Last Ball of Imperial Russia
The last Ball of Imperial Russia was on February 11, 1903 in the Winter Palace where the evening party took place, and on February 13 – a grand costume ball. It was the last ball of imperial Russia. Until now, this ball, named “The Ball of 1903”, the most famous festival in St. Petersburg during the reign of the Romanovs. The central event of the evening was a concert at the Hermitage Theatre with scenes from the opera by Modest Mussorgsky’s “Boris Godunov” (main role performed by Feodor Chaliapin and Nina Figner) from Minkus ballet “La Bayadere” and Pyotr Ilyich Tchaikovsky’s “Swan Lake” by Marius Petipa (with the assistance of Anna Pavlova) High quality photographs allow us to see fine details of folk costumes, clothes, hats, gloves and shoes. Thus identified the individual items and sets belonging to twelve participants of masquerade. In these suits, they appeared at a ball at the Sheremetev palace on 14th February, 1903.

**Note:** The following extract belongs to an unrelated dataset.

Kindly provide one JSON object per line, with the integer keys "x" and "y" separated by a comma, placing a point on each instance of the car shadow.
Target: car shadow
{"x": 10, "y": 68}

Empress Alexandra Fedorovna. By order of Alexandra Fedorovna after the balls the best photographers of St. Petersburg – Boasson and Egler, Alexander Renz and Schroeder, Levitsky V.Yasvoin, D.Zdobnov and others – performed single portraits and group shots of participants of the ball.
These photographs were the basis for the publication of the album containing about two hundred images. Albums were distributed (for a high cost) for charity in the first place among guests of the ball.
Dinner was served in Spanish, Italian and Flemish halls of the Hermitage. After the dinner Their Majesties with the participants of the ball headed for the Pavilion Hall, where the evening ended with dancing.
Members of the royal family gathered in the Malachite Room, the rest – in the surrounding areas. At eleven o’clock in the evening all the participants started to dance in the Concert Hall, where on the gold-plated bars of the podium there was a court orchestra of Tsar Alexei Mikhailovich, in trumpeters costumes. Buffets were located in the Concert Hall and the Small dining tables with tea and wine – in the Malachite Room.
After dinner, guests and the hosts returned to the Concert Hall and danced till morning – waltzes, quadrilles and mazurkas, Russian dances. Cavaliers were young officers, ladies were in sundresses and kokoshniks – men in suits of archers, falconers and others.